US 12,334,098 B2
	Methods, apparatus, and systems for detection and extraction of spatially-identifiable subband audio sources
Aaron Steven Master, San Francisco, CA (US); Lie Lu, Dublin, CA (US); and Harald Mundt, Fürth (DE)
Assigned to Dolby Laboratories Licensing Corporation, San Francisco, CA (US); and DOLBY INTERNATIONAL AB, Dublin (IE)
Appl. No. 18/009,501
Filed by Dolby Laboratories Licensing Corporation, San Francisco, CA (US); and DOLBY INTERNATIONAL AB, Dublin (IE)
PCT Filed Jun. 11, 2021, PCT No. PCT/US2021/036900 § 371(c)(1), (2) Date Dec. 9, 2022, PCT Pub. No. WO2021/252823, PCT Pub. Date Dec. 16, 2021.
Claims priority of provisional application 63/038,048, filed on Jun. 11, 2020.
Claims priority of application No. 20179447 (EP), filed on Jun. 11, 2020.
Prior Publication US 2023/0245671 A1, Aug. 3, 2023
Int. Cl.
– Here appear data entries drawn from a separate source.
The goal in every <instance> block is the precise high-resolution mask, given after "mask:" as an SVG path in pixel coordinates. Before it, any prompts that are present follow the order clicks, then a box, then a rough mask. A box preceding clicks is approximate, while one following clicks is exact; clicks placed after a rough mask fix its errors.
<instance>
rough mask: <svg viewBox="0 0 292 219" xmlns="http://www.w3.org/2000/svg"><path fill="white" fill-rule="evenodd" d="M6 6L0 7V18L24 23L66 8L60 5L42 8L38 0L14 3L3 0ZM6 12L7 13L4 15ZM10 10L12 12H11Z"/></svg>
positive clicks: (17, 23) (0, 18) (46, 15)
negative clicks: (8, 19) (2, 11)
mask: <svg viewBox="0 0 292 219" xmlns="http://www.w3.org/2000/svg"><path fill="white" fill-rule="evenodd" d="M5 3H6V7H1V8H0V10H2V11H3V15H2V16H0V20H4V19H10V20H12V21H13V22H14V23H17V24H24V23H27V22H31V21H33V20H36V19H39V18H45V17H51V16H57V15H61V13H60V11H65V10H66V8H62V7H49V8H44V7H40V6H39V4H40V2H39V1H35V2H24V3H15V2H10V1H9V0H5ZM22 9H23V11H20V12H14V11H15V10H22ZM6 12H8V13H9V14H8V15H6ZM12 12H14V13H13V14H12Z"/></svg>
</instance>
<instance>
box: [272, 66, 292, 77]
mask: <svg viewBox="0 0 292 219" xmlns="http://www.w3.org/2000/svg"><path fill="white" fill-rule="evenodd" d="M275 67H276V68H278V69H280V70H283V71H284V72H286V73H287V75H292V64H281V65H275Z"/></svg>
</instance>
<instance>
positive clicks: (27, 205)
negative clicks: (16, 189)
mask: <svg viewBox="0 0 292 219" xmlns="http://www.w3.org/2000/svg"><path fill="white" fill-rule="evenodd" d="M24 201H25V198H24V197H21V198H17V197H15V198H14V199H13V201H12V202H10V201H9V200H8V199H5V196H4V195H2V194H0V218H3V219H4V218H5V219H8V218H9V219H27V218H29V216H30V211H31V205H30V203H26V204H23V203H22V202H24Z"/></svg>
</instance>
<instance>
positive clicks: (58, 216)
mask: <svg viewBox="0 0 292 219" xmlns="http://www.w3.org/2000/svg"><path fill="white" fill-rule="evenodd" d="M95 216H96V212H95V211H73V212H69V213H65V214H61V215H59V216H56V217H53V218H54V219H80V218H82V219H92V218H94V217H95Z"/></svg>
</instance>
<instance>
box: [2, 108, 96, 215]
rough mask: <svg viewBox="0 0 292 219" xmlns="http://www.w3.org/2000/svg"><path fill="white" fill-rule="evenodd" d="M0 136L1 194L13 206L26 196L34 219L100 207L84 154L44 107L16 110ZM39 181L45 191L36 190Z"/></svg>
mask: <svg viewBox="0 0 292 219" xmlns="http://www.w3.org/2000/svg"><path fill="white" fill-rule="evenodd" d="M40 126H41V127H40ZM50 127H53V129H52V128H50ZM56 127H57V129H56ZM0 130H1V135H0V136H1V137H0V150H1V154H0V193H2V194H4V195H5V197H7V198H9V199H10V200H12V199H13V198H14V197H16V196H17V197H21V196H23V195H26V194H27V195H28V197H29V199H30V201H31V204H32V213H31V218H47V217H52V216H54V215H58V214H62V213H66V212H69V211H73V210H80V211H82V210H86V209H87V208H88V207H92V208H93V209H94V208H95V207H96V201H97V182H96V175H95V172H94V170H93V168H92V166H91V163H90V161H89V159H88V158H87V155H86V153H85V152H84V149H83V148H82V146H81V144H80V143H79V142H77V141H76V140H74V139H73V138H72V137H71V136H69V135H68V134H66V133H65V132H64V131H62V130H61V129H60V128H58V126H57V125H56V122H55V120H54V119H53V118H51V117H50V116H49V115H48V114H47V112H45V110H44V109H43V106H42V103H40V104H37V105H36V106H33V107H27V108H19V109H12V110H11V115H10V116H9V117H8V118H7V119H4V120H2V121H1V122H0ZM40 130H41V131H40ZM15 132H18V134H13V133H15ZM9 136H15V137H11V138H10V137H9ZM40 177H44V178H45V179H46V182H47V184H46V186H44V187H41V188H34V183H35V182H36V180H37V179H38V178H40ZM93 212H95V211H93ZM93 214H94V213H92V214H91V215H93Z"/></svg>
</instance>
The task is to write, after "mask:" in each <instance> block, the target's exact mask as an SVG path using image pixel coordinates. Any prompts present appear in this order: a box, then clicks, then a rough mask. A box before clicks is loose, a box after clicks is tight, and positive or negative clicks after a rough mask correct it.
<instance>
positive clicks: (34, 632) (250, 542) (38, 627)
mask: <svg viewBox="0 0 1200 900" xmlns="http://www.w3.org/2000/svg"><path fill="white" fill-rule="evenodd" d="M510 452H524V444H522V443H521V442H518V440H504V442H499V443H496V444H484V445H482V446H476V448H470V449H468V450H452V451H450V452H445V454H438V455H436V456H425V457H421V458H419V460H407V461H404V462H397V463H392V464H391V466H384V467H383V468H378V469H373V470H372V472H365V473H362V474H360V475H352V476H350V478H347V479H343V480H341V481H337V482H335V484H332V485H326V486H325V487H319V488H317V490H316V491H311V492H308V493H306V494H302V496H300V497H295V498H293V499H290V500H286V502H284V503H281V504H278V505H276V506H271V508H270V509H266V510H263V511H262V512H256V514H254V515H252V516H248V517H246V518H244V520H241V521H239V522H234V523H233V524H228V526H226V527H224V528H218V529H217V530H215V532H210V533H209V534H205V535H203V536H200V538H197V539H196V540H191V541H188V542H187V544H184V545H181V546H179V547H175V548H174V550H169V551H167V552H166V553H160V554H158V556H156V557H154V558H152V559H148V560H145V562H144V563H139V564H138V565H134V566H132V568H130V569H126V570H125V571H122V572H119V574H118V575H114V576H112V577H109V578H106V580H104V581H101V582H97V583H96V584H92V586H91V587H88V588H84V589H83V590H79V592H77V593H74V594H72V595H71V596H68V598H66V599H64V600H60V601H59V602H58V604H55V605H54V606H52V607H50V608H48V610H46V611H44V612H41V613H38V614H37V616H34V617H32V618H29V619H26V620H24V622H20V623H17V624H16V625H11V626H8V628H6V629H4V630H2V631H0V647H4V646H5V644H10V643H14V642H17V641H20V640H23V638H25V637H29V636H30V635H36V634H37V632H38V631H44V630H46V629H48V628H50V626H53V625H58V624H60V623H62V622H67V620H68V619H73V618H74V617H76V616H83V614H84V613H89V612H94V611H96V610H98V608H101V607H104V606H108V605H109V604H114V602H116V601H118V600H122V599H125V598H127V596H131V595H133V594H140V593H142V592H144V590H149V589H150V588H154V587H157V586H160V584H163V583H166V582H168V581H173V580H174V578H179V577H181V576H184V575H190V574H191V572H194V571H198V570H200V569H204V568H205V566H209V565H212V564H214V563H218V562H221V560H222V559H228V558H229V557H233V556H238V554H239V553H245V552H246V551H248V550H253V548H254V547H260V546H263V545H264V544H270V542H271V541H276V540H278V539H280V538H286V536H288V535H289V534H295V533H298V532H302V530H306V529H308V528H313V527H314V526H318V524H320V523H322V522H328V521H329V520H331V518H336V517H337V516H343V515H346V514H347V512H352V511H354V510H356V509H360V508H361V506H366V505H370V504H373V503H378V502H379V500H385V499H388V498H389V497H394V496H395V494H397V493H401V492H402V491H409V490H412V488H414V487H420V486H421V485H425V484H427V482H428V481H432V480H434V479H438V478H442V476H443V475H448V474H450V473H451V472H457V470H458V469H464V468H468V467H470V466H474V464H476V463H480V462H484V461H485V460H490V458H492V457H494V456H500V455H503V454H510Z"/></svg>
G10L 21/0272 (2013.01)

CPC G10L 21/0272 (2013.01)

19 Claims

1. A method comprising:

transforming, using one or more processors, one or more frames of a two-channel time domain audio signal into a time-frequency domain representation including a plurality of time-frequency tiles, wherein the frequency domain of the time-frequency domain representation includes a plurality of frequency bins grouped into a plurality of subbands;

for each time-frequency tile:

calculating, using the one or more processors, spatial parameters and a level for the time-frequency tile;

modifying, using the one or more processors, the spatial parameters using shift and squeeze parameters;

obtaining, using the one or more processors, a softmask value for each frequency bin using the modified spatial parameters, the level and subband information; and

applying, using the one or more processors, the softmask values to the time-frequency tile to generate a modified time-frequency tile of an estimated audio source.